Press 'a' to accept, or press 't' to enter a replacement manually.
>> dfsjk
Please choose one of the valid options.
>> r
Please choose one of the valid options.
>> x
Please choose one of the valid options.
// etc.


For the sake of consistency, you’re required to match each of these previously identified text options exactly. To that end, we provide you the file Util.java, which contains format Strings that you can use directly in your code. For example, Util.MISSPELL_NOTIFICATION is "The word '%s' is misspelled.". To display the correct message, you can simply call System.out.printf(Util.MISSPELL_NOTIFICATION, misspelledWord) and the output will appear exactly matching the specification. This assignment is partially autograded, so failure to match the outputs exactly can result in serious deductions.

## Recommending Replacements

We provide the skeleton of a WordRecommender class for you to help define how we would like you to identify and rank possible replacements for misspelled words.

### Constructor

The constructor for the WordRecommender should take in a single String representing the filename of the dictionary file that the WordRecommender will use to make recommendations. You should not change the signature of the provided constructor, but you can write the body of the constructor however makes sense to you. Just be aware that a WordRecommender should be able to accept any dictionary file name, not just the default we provide to you.

### Identifying Replacements

public ArrayList<String> getWordSuggestions(String word,
int tolerance,
double commonPercent,
int topN)


Given an incorrect word, return a ArrayList<String> of legal word suggestions. You can assume that the method will only be called with words that are not already present in the dictionary; that is, word will not be found inside of the dictionary file used to instantiate this WordRecommender. commonPercent will be a double between 0.0 and 1.0, corresponding to 0% and 100%, respectively.

When using the WordRecommender object in your overall program, you should call getWordSuggestions with a tolerance of 2, common percentage minimum of 50%, and a “top N” of 4.

A String candidate is a valid candidate for replacing word if both:

1. the difference in length between candidate and word is at most tolerance characters.
2. candidate and word have at least commonPercent % of their characters in common.

To calculate the percentage of characters in common between two Strings a and b, you should create a set of the letters in a called aSet and a set of the letters in b called bSet. Remember that a set does not contain duplicates! The percentage of characters in common between a and b is:

# of characters in aSet AND in bSet / # of characters in aSet OR in bSet


Equivalently, that’s |aSet ∩ bSet| / |aSet ∪ bSet|. You can find examples of this calculation at the bottom of this document in the appendix.

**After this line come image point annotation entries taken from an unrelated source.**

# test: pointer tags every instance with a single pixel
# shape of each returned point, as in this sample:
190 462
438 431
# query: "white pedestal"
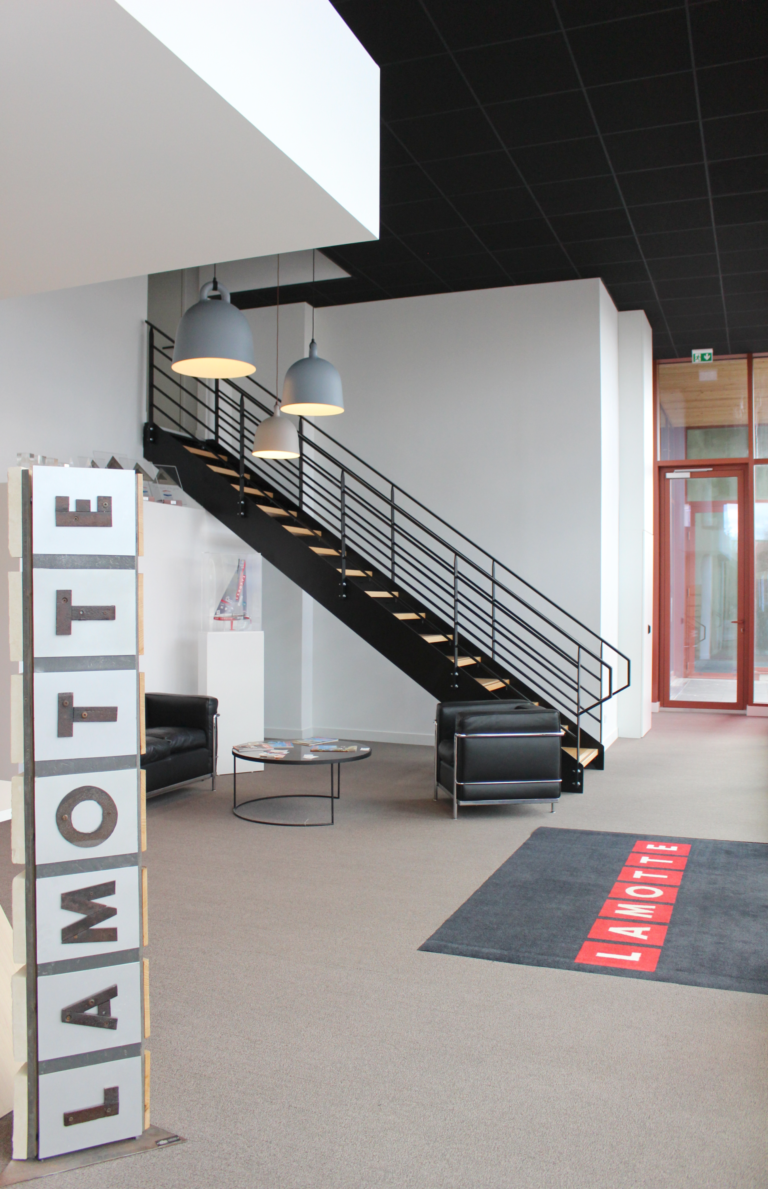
232 670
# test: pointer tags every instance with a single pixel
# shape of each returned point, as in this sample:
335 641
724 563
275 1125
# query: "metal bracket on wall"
69 715
67 614
82 516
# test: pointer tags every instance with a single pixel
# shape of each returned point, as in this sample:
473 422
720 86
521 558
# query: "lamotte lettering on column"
80 1021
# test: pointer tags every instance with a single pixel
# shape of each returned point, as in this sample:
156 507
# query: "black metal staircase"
449 615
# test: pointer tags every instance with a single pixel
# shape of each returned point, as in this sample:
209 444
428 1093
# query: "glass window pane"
760 384
703 589
703 410
761 585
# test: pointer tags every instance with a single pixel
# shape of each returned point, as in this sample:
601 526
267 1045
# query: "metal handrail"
397 541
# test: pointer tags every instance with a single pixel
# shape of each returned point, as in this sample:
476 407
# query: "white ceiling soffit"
262 271
124 156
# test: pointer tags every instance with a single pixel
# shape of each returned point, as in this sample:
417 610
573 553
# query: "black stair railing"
492 612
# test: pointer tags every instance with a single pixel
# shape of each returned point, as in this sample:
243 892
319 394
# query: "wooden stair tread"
205 453
275 511
250 491
585 755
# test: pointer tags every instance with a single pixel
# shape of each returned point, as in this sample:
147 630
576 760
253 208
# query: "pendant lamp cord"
277 337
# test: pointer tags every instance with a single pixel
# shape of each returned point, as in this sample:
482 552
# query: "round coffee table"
295 756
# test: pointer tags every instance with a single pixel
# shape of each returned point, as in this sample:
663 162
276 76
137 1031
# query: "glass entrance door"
703 604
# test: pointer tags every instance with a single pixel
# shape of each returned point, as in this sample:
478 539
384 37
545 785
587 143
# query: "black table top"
301 748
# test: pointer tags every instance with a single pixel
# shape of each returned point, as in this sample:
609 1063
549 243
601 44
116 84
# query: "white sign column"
81 1002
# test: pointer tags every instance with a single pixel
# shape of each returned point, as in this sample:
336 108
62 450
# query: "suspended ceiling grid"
554 139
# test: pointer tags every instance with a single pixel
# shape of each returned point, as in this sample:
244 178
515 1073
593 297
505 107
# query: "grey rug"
561 886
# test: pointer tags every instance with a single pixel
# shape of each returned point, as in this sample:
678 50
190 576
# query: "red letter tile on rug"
628 932
636 957
672 848
627 910
631 874
643 892
671 863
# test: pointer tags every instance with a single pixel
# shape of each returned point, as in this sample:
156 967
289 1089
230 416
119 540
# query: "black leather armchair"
497 753
181 741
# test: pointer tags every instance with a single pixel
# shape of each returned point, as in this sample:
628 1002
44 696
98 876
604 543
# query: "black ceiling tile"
451 134
644 104
655 44
697 303
523 259
671 184
591 12
592 225
747 236
734 88
675 144
744 302
672 216
562 161
464 24
414 271
546 118
405 183
478 268
724 31
736 136
633 294
678 243
543 276
593 252
438 244
409 218
741 176
630 270
422 87
390 31
682 288
753 260
474 172
523 233
574 196
740 208
746 283
684 266
497 206
534 65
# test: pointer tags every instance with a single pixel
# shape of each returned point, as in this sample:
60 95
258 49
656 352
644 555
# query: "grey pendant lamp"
313 385
214 339
276 436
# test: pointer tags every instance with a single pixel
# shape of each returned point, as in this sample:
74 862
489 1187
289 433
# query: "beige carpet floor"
300 1040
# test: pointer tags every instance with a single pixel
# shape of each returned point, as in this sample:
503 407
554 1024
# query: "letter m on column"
83 901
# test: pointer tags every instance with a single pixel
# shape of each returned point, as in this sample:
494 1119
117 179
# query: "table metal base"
333 796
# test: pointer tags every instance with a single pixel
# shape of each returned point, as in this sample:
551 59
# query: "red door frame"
740 470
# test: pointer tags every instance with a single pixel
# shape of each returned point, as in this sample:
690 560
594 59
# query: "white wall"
636 517
501 410
71 378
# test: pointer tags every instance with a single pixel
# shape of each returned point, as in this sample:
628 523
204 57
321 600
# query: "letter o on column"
69 803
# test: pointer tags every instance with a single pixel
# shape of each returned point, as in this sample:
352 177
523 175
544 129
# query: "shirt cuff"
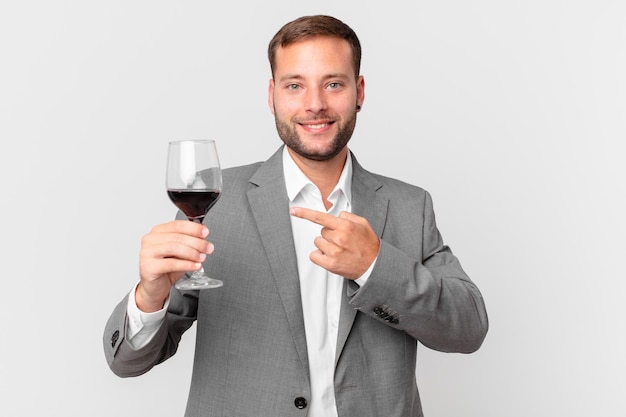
142 326
363 278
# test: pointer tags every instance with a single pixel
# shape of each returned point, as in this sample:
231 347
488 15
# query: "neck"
324 174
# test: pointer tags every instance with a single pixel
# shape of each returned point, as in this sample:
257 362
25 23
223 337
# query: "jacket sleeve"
423 290
125 361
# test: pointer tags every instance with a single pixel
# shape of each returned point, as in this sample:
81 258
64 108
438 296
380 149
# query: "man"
331 274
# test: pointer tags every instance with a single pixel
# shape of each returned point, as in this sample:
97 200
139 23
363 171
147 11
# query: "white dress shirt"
321 290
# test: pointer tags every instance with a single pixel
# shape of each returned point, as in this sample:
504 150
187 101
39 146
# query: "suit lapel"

The ArrayList<String> that you return should be contain the top topN replacement candidates sorted in increasing order of “left-right similarity” to the misspelled word. The following section has details on how to compute this similarity metric.

You are not permitted to use the Collections.sort method in order to accomplish this ordering. This is inefficient when you’re trying to get the top N words from a list if N is much smaller than the size of the list. Instead, you’ll have to think about how you get the top N words using your own algorithm. Using Collections.sort will be immediate grounds for failure on the assignment! Don’t use it!

To get you started, think about getting the candidate that is the most similar to the misspelled word. Then, get the candidate that is the second-most similar. Then the third-most. Repeat until the N-most similar, and you’re done.

### Ranking Replacements

public double getSimilarity(String word1, String word2)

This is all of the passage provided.